それだけに、前提となるタフさをキチンと受け継いでいるかどうかがポイントになってくるんですが、そこで気になるのが本馬の持つRobertoの2*3という強烈なインブリード(母母父がRoberto)。馬体を見る限りでは「賭けに勝った」印象はありますが、目に見えない部分での健康度に問題があるのではという懸念は否めません。

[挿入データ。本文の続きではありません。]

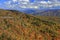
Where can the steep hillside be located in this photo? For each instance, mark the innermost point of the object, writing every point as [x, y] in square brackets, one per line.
[15, 25]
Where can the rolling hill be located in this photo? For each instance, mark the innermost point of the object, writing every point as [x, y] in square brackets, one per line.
[16, 25]
[49, 12]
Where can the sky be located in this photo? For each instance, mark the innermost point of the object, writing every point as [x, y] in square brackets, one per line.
[31, 4]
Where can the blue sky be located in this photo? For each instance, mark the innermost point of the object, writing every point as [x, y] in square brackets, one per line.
[32, 4]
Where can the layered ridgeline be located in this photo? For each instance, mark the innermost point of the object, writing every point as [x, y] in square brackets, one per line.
[16, 25]
[47, 12]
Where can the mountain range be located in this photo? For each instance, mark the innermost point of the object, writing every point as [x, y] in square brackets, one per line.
[15, 25]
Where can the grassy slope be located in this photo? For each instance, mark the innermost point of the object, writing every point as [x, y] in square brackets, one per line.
[19, 26]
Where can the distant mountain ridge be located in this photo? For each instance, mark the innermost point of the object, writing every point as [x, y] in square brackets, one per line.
[51, 12]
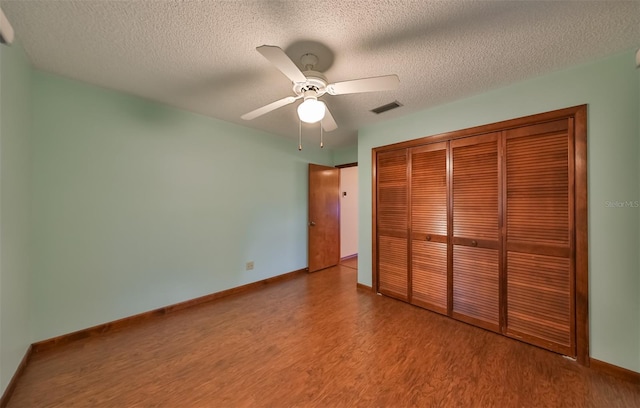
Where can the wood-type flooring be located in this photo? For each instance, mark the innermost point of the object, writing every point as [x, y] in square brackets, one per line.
[312, 341]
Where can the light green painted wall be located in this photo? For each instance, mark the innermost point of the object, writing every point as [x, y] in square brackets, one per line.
[610, 87]
[138, 205]
[15, 336]
[345, 155]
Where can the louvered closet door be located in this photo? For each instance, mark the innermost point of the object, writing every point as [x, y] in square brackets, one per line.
[429, 227]
[476, 233]
[392, 223]
[539, 241]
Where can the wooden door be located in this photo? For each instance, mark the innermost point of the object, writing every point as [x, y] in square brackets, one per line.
[539, 235]
[324, 217]
[476, 230]
[392, 223]
[429, 227]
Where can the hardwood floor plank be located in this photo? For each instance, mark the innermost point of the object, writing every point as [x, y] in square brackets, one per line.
[312, 341]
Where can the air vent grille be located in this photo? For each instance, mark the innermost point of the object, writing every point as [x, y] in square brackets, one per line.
[387, 107]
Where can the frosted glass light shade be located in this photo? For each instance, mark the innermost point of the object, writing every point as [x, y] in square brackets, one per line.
[311, 110]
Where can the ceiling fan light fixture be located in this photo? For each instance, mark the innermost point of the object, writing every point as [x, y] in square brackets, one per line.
[311, 110]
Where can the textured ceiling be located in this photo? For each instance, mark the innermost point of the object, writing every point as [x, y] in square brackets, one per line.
[200, 55]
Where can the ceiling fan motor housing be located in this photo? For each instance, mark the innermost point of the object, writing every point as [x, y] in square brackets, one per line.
[315, 82]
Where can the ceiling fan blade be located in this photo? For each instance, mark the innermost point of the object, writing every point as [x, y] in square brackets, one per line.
[383, 83]
[270, 107]
[277, 57]
[328, 122]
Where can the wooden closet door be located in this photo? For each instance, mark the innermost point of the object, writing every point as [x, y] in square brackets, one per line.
[539, 238]
[429, 227]
[392, 223]
[476, 230]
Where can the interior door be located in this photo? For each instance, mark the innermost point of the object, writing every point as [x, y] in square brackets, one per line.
[324, 217]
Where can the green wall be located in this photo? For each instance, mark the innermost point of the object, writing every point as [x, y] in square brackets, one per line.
[345, 155]
[138, 205]
[15, 335]
[610, 87]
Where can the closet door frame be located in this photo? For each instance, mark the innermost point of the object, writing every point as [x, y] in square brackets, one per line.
[580, 210]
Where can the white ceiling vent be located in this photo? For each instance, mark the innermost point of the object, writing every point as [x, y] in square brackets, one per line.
[387, 107]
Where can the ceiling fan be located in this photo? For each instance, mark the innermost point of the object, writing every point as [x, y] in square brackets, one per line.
[311, 85]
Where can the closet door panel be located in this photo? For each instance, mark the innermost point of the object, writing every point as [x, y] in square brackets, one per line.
[476, 286]
[476, 230]
[539, 299]
[429, 227]
[539, 235]
[392, 223]
[475, 187]
[392, 266]
[429, 275]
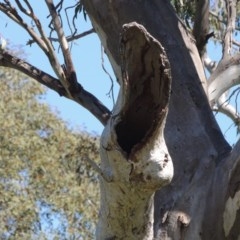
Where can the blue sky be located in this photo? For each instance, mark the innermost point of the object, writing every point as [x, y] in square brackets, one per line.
[87, 58]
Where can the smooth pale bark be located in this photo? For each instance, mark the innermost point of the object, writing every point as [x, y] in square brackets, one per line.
[196, 203]
[135, 159]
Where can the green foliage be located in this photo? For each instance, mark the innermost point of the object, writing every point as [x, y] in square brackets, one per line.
[42, 167]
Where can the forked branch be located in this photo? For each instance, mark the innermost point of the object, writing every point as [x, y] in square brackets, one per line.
[82, 97]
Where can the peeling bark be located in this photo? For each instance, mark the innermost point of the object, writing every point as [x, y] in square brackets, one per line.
[183, 209]
[133, 149]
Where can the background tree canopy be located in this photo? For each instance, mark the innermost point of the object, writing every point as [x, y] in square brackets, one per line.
[46, 187]
[158, 58]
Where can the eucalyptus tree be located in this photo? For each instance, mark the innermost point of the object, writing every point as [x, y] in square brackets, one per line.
[166, 171]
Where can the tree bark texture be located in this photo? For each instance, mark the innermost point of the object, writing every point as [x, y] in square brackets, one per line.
[204, 191]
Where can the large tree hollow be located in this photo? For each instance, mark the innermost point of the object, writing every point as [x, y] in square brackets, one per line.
[145, 86]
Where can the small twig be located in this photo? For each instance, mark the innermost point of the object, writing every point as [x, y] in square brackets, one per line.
[231, 18]
[106, 177]
[70, 82]
[69, 38]
[105, 70]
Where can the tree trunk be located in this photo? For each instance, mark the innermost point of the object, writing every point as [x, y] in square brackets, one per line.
[202, 200]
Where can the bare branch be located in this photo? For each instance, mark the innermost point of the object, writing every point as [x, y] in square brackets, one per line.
[42, 41]
[69, 38]
[12, 13]
[70, 70]
[226, 108]
[82, 97]
[201, 25]
[105, 70]
[231, 18]
[223, 78]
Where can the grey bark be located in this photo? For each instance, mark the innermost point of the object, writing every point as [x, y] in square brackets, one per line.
[194, 205]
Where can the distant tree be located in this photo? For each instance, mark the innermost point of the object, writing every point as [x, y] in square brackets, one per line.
[43, 174]
[166, 171]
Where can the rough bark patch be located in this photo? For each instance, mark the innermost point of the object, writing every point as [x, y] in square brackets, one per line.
[146, 86]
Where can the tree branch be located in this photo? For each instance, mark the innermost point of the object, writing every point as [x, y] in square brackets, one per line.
[42, 41]
[201, 25]
[70, 70]
[69, 38]
[226, 75]
[226, 108]
[231, 18]
[82, 97]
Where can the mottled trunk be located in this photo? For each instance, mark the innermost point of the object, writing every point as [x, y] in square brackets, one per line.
[204, 192]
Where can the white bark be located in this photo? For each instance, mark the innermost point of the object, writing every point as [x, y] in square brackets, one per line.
[133, 150]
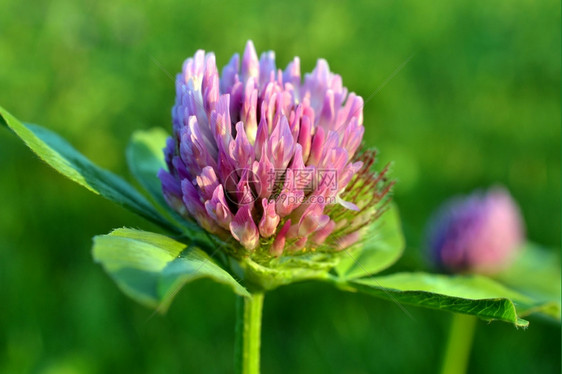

ちなみに母の父Distant RelativeはHabitatの直仔で、サセックスSとムーランドロンシャン賞を勝った一流マイラー。しかし種牡馬としては泣かず飛ばずで、現在は(多分)トルコで繋用。Red Ransomは芝ダート兼用ですが、この母の父と、重ねられたRobertoから見て、重ための芝中距離馬というイメージではないでしょうか。日本適性という観点からは疑問符が付きます。

<独断と偏見の評価>(最高☆5つ)
馬体:☆☆☆☆ (均整の取れた好馬体)
血統;☆☆☆  (母系はまあまあ)
配合:☆    (重苦しさが目立つ)
値段:☆☆   (セール出身だけに割高感あり)
適性:芝中距離・ジリ脚パワー型
出資可能性:△(馬体魅力もリスキーな印象)

以上、あくまで私見です。出資の参考にされることはオススメしませんし、もちろん責任も持ちませんので悪しからずご了承ください。